When I was little I used to love MacGuyver and I probably still would love it today. Maybe I will buy the box set after I get rich. Magnum PI wasn’t truly a bad-ass, I mean, who couldn’t take care of business with a moustache like that?. The A-team was very cool, but they always seemed to get locked up in autoparts stores, always together, and with an oxy-acetylene torch, a partially completed Hum-vee (with working engine and gas) and a pile of scrap steel plating … Night Rider had the kickin‘ TransAm that could talk; then there’s Air Wolf, and his helicopter – but again; anybody could be totally boss if they had such sophisticated machinery. Standing out from this pack of well-healed heroes we have one man; one swinging mullet of masculinity that truly typified the best of that which is male, American, and accident prone: MacGuyver.
If I were not a Christian I would be a MacGuyverian. Our meetings would be held in temples made entirely of lint, duct tape, and 9v batteries. We would have ranks like the masons. A 32-degree MacGuyverian would be identified by his 32 piece Swiss Army knife.
MacGuyver has gotten me out of some sticky spots in my life. One time I was working at a gas dock on Jefferson Ave. on lake St. Claire, just North of Detroit (I won’t say which one because I don’t know what the statute of limitations is on what I am about to describe). I was the evening manager, and was responsible for closing up the store and balancing the register, restocking the pop and beer, etc. At the end of every night I dropped an envelope in a safe that was located in the back of the building by the back door where I then exited, after turning off all of the lights. Well, I guess I was not a full-fledged manager because I was not given a key to the building. I always started my shift in the middle of the day when there was someone there and I was the last to leave and so they figured I didn’t need a key. This would have been true if it weren’t for Murphy’s law.
One evening late in the summer I was closing up shop at around 8pm and I stood in the door frame of the rear door; Which locked automatically upon being closed, and thought to myself, “there’s something I am missing…” I went through a checklist and couldn’t think of anything so I closed the door.

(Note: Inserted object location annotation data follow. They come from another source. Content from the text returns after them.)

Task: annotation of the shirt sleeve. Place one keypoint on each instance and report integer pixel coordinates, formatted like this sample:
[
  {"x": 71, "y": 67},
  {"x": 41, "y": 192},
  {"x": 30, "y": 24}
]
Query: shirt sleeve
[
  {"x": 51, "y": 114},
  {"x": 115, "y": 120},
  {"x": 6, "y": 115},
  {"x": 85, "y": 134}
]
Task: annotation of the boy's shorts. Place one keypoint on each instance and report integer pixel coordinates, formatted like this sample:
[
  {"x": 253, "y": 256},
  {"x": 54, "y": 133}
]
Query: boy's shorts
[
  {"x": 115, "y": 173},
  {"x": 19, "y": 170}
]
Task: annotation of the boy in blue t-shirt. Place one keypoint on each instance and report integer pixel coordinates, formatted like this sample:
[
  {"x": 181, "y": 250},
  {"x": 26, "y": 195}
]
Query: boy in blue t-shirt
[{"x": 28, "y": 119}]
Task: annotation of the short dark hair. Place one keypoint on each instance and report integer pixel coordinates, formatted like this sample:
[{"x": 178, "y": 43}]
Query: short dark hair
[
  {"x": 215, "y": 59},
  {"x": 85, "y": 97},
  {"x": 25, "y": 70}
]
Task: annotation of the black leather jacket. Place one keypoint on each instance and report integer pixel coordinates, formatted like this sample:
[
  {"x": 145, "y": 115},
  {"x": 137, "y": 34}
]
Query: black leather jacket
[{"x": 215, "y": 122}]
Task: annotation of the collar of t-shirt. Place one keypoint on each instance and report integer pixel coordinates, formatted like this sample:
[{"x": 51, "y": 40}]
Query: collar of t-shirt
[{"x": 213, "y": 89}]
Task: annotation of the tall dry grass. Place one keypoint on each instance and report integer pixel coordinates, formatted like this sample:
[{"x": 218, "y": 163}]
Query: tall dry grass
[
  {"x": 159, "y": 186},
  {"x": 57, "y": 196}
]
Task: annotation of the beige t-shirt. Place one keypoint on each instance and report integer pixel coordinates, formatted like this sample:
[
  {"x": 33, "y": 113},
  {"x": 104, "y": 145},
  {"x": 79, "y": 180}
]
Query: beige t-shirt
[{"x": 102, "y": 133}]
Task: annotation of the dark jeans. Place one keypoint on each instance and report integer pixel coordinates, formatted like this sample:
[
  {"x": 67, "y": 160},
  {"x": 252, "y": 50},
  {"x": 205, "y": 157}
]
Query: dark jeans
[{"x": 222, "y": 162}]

Sometimes in the more dramatic moments of life time slows down or speeds up and all of the little noises gain a crispness or ominous quality that converts the memory from a home video to a full production John Woo directed motion picture. At the exact moment the latch clicked into place, marking the point of no return – the latch made a sound like that one they use in Law and Order. Kachunk–kachunk… I said a very bad word very loudly and repeated it very often in the following few minutes. I had left the envelope, “the drop,”; stuffed with about $600 in cash on the counter in the only illuminated spot in the whole building. I remember looking at the plump wad of cash inside and against the white paper of the envelope – yawning at me like cleavage. I could look, but I could not touch it seemed.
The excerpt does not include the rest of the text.